Politicians in Connecticut, New Jersey and Illinois are especially irresponsible when it comes to not funding pension plans, but most every municipality has promised more than it will have.
“The money hasn’t been set aside for years and years,” says City Journal editor Daniel DiSalvo in my new internet video. “Nobody was paying attention.”
His colleague Steve Malanga complains that the media rarely report on the coming crisis.
“To a certain extent, I have sympathy with the media, because the media’s looking for what happens next,” Malanga says. “This is not something that’s going to happen next week.”
But the collapse is coming. Current retirees may find their pension check is cut by 10 percent or 50 percent.
“We just don’t have enough money, and the amount of money that we have to put into this is just mountainous,” Malanga says.
Neither party wants to make the tough choices involved.
“Both Democrats and Republicans have incentives to short the pension fund,” DiSalvo says. “For Democrats, if we cannot put as much in, we can free up more money for greater public spending on public programs that we think are good. If we’re Republicans, we probably want to cut taxes.”
“Ten years from now, they’re gonna have a problem,” Malanga says. “But, 10 years from now, somebody else is in office!”
Some pension plans are promises that should never have been made, but few politicians will say that. At most, they talk about making small changes to “keep our promises.”

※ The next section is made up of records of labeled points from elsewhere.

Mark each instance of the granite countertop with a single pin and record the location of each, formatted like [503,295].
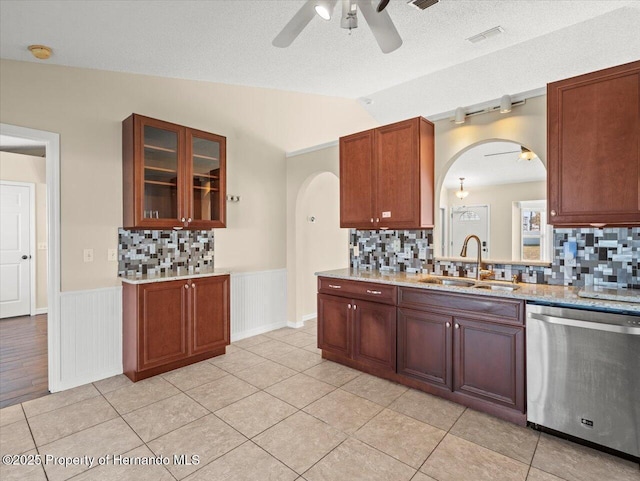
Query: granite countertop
[563,295]
[172,276]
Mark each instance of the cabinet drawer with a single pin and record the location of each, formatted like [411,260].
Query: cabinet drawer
[368,291]
[495,309]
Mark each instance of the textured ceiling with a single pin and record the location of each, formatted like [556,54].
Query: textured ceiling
[479,165]
[436,69]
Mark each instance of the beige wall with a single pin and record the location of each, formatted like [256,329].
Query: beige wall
[324,244]
[26,168]
[525,125]
[301,170]
[86,107]
[500,199]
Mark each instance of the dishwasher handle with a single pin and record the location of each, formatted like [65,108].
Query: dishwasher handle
[598,326]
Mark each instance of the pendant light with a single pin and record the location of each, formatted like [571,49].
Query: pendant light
[461,194]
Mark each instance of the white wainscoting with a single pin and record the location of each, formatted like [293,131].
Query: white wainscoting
[90,335]
[258,302]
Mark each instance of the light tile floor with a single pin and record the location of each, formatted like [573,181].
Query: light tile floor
[273,409]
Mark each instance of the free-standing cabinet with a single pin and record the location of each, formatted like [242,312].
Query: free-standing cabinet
[173,176]
[386,176]
[171,324]
[593,123]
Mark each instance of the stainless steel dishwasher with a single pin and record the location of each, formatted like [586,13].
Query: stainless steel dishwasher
[583,374]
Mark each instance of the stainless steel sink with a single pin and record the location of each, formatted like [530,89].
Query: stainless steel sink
[448,281]
[496,286]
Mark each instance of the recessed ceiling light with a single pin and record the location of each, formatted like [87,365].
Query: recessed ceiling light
[492,32]
[41,52]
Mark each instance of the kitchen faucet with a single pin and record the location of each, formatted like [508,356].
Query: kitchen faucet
[481,273]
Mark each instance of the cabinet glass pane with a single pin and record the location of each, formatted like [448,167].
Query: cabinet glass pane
[160,173]
[206,179]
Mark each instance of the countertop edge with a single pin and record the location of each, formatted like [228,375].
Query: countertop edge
[166,278]
[561,295]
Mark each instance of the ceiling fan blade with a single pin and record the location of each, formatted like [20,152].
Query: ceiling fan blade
[381,26]
[296,25]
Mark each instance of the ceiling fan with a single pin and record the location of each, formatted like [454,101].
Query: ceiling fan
[377,18]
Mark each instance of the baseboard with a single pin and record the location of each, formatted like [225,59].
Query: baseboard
[237,336]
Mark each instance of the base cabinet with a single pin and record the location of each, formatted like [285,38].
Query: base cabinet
[470,346]
[362,331]
[171,324]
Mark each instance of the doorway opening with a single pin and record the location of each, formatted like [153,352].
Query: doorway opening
[30,251]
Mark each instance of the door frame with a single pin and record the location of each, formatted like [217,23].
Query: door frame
[52,149]
[32,240]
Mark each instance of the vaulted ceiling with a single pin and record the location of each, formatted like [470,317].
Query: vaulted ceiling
[435,70]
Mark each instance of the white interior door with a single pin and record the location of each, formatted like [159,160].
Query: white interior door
[470,219]
[15,255]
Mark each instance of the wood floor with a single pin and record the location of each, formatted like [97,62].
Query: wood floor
[23,359]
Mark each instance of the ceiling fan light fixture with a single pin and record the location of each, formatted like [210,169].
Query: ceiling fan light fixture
[526,154]
[41,52]
[324,9]
[505,104]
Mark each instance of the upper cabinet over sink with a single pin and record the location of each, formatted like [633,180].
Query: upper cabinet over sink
[594,148]
[386,177]
[173,176]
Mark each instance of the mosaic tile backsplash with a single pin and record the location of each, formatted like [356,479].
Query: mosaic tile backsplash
[158,251]
[609,257]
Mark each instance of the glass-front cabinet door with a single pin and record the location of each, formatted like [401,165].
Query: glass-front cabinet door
[206,174]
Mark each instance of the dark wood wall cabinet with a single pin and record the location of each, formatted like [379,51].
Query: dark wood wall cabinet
[171,324]
[593,123]
[386,177]
[468,349]
[173,176]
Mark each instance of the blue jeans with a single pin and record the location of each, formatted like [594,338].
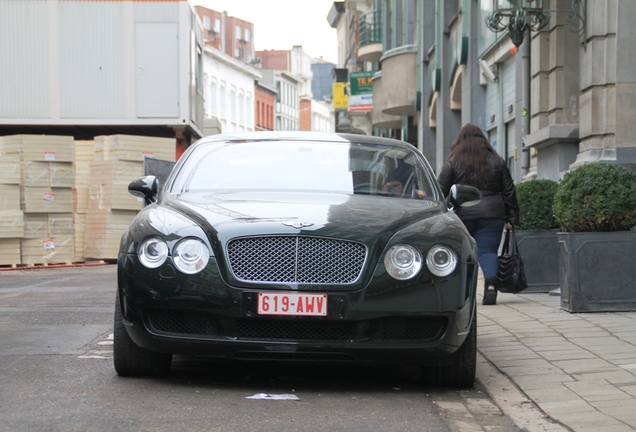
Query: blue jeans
[487,233]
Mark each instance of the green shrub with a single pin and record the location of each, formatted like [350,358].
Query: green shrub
[535,204]
[596,197]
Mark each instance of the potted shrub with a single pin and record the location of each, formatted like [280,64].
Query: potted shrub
[595,206]
[537,234]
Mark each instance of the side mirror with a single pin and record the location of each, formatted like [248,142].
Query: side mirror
[145,187]
[463,196]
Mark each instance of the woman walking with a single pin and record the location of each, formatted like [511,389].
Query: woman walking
[473,161]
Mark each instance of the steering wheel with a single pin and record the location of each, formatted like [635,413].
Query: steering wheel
[364,188]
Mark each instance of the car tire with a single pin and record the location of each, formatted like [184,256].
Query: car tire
[461,373]
[129,359]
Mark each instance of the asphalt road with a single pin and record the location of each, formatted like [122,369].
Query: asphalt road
[56,374]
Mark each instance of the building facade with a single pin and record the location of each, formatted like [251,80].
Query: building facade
[265,105]
[229,91]
[560,99]
[233,36]
[93,68]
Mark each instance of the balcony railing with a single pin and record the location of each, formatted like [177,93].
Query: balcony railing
[370,27]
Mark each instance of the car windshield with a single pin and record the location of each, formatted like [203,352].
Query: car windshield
[349,168]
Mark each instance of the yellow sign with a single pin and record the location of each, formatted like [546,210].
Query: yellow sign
[341,95]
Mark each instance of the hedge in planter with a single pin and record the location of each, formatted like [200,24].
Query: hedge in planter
[537,234]
[535,199]
[596,208]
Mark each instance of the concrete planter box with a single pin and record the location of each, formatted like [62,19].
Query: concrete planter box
[597,271]
[540,252]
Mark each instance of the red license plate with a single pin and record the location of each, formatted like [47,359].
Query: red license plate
[292,304]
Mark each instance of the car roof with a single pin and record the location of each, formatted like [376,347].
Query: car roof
[304,136]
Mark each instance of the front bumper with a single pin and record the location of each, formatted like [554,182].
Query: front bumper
[411,323]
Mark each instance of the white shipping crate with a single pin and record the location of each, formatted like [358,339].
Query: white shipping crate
[79,233]
[46,200]
[104,228]
[54,250]
[9,197]
[35,173]
[60,224]
[11,224]
[10,172]
[80,200]
[36,225]
[10,251]
[109,187]
[61,174]
[43,148]
[134,148]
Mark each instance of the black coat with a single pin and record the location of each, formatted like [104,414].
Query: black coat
[498,196]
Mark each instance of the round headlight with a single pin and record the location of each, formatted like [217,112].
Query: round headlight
[153,252]
[190,256]
[441,260]
[403,262]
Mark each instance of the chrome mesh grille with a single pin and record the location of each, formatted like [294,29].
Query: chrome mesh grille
[290,259]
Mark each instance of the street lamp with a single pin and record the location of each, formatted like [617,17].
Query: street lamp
[522,16]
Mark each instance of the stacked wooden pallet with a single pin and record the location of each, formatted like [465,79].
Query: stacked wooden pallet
[84,156]
[118,160]
[11,217]
[64,201]
[46,200]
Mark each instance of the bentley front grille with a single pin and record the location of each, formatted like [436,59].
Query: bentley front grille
[181,323]
[300,330]
[295,259]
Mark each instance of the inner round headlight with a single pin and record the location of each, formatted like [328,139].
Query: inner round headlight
[403,262]
[190,256]
[441,260]
[152,252]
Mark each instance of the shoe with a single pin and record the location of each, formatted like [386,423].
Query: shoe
[490,295]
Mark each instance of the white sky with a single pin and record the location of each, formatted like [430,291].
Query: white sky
[281,24]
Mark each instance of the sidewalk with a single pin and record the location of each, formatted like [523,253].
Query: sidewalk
[579,369]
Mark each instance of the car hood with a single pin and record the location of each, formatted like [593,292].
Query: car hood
[354,217]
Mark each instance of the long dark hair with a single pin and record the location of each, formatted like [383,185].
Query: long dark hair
[472,153]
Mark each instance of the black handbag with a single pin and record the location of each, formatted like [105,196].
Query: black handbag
[510,275]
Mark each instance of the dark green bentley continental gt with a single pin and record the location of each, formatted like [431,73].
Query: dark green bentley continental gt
[299,247]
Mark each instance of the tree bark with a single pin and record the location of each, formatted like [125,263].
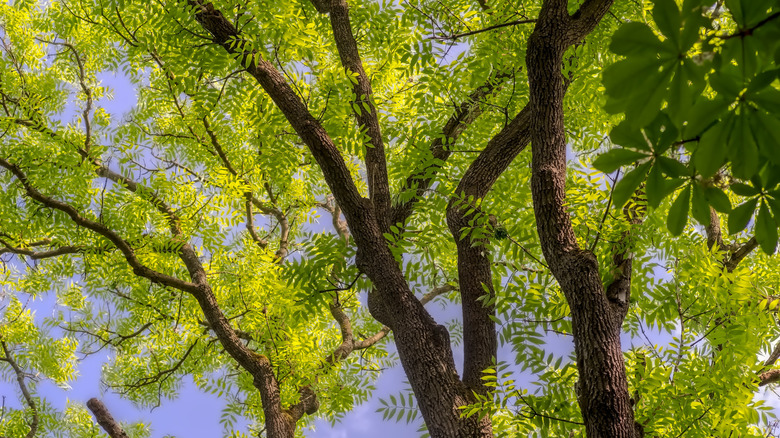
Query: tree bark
[105,420]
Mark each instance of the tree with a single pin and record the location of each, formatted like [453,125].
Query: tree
[177,235]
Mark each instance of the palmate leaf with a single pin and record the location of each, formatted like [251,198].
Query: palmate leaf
[612,160]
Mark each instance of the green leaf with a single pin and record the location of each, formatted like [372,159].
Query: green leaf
[711,152]
[678,213]
[655,187]
[612,160]
[718,199]
[673,167]
[625,135]
[743,189]
[766,230]
[740,216]
[702,114]
[627,185]
[700,208]
[742,149]
[635,39]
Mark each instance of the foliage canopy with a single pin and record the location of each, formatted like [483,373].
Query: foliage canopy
[293,181]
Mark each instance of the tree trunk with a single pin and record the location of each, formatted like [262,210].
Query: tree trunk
[596,318]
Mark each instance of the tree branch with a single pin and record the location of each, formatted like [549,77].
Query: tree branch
[105,420]
[100,229]
[23,387]
[422,177]
[365,111]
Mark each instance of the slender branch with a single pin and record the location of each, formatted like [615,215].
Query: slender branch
[105,420]
[455,36]
[364,109]
[100,229]
[422,177]
[23,387]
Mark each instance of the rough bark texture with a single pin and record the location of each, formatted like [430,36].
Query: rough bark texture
[596,319]
[474,274]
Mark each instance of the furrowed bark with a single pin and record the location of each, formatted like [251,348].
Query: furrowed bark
[596,320]
[279,423]
[423,346]
[474,275]
[421,179]
[365,111]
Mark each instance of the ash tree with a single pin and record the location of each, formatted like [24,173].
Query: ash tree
[278,189]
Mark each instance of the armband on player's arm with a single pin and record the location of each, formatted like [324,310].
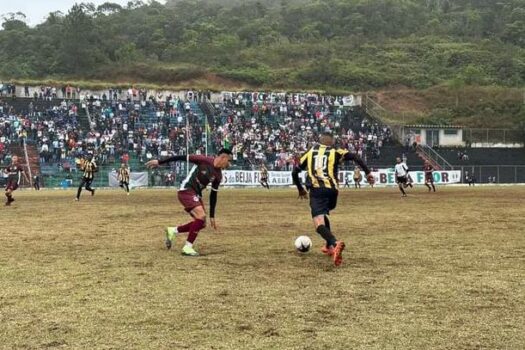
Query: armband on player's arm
[354,157]
[296,179]
[172,159]
[213,201]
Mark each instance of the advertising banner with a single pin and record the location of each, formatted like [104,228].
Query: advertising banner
[383,177]
[135,179]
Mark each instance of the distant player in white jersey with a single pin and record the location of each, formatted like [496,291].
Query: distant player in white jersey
[401,175]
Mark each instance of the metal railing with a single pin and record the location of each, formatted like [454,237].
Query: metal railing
[429,153]
[491,137]
[498,174]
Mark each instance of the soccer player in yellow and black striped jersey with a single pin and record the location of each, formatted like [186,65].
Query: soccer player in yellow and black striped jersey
[321,163]
[89,168]
[123,177]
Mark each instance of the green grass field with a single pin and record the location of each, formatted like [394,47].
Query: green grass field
[432,271]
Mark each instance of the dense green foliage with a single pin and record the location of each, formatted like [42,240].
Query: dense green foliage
[347,44]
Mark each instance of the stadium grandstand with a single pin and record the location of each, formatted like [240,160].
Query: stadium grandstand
[50,127]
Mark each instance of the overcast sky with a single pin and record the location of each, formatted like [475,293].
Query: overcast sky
[37,10]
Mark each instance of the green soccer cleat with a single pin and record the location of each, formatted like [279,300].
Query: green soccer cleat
[170,235]
[189,251]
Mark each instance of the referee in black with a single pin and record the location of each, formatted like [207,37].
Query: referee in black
[321,163]
[89,168]
[123,177]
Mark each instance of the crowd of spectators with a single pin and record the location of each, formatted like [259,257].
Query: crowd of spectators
[273,128]
[281,127]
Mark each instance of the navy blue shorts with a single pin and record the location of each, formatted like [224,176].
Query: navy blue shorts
[322,200]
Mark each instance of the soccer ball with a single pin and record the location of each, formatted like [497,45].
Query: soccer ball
[303,244]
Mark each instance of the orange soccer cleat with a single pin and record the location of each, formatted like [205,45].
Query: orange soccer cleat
[338,253]
[327,250]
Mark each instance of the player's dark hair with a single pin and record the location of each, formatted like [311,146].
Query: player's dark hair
[225,151]
[326,138]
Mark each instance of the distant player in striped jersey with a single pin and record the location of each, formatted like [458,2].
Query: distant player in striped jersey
[14,174]
[401,173]
[264,176]
[357,177]
[321,163]
[206,170]
[123,177]
[429,176]
[88,167]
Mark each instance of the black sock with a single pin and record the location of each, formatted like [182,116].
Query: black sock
[327,235]
[327,223]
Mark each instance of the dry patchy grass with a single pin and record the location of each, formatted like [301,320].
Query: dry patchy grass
[434,271]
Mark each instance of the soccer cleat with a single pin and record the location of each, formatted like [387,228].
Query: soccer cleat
[170,235]
[338,253]
[327,250]
[189,251]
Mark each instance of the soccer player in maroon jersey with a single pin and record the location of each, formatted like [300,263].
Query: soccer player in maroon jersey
[205,170]
[14,175]
[429,178]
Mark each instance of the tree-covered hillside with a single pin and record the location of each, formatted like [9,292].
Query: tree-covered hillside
[350,44]
[331,45]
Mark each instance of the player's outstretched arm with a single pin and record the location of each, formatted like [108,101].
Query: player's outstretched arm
[156,162]
[213,204]
[297,182]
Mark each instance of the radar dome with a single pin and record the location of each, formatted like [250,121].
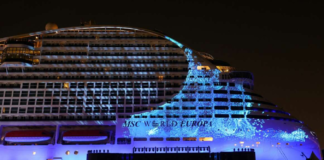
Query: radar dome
[51,26]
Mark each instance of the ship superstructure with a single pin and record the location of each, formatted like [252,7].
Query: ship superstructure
[65,91]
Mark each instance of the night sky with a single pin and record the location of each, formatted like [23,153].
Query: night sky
[280,43]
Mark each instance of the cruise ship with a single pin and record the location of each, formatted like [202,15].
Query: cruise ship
[65,92]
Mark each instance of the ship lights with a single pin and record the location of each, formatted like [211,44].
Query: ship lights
[206,139]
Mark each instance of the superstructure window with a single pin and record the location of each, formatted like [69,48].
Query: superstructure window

Small changes won’t be enough.
Detroit and several California cities already ran out of money and declared bankruptcy.
“At some point, your debts are so great that you can’t afford to provide basic services to people,” Malanga says.
Instead of making cuts now to avoid crisis later, some politicians increase retirement benefits.
I assume politicians make these unsustainable promises because powerful municipal unions demand them.
“Public employee unions regularly lobby and seek to elect politicians who offer them better compensation packages. They’ve been intimately involved in the whole system from the beginning,” DiSalvo says.
But Steven Kreisberg of AFSCME, the biggest government workers union, tells me that unions didn’t create this problem. “There’s plenty of money to pay our people.”
What about the $5 trillion in unfunded liabilities?
That’s “a figure that’s used by some anti-pension zealots,” Kreisberg replied. “It’s fake news.”
But it’s the number (actually, now $6 trillion) you get if you use accounting standards that the government demands from private pension plans.
Some politicians hoped that a rising stock market would fund their promises. Many assumed their investments would grow by more than 7 percent per year. Do you make that much on your savings? I don’t. Seven percent seems like wishful thinking.
Malanga and DiSalvo argue that the only honest way to fix it is to reduce benefit levels and switch to individual retirement accounts like private sector 401(k)s.
That way, instead of a promise backed by nothing more than political hot air, there’s an actual account with money in it, and people can track how well their investments do.
The politicians and union bosses, by contrast, would like to ignore the problem -- until one day, no matter what promises they’ve made, they simply won’t be able to keep them.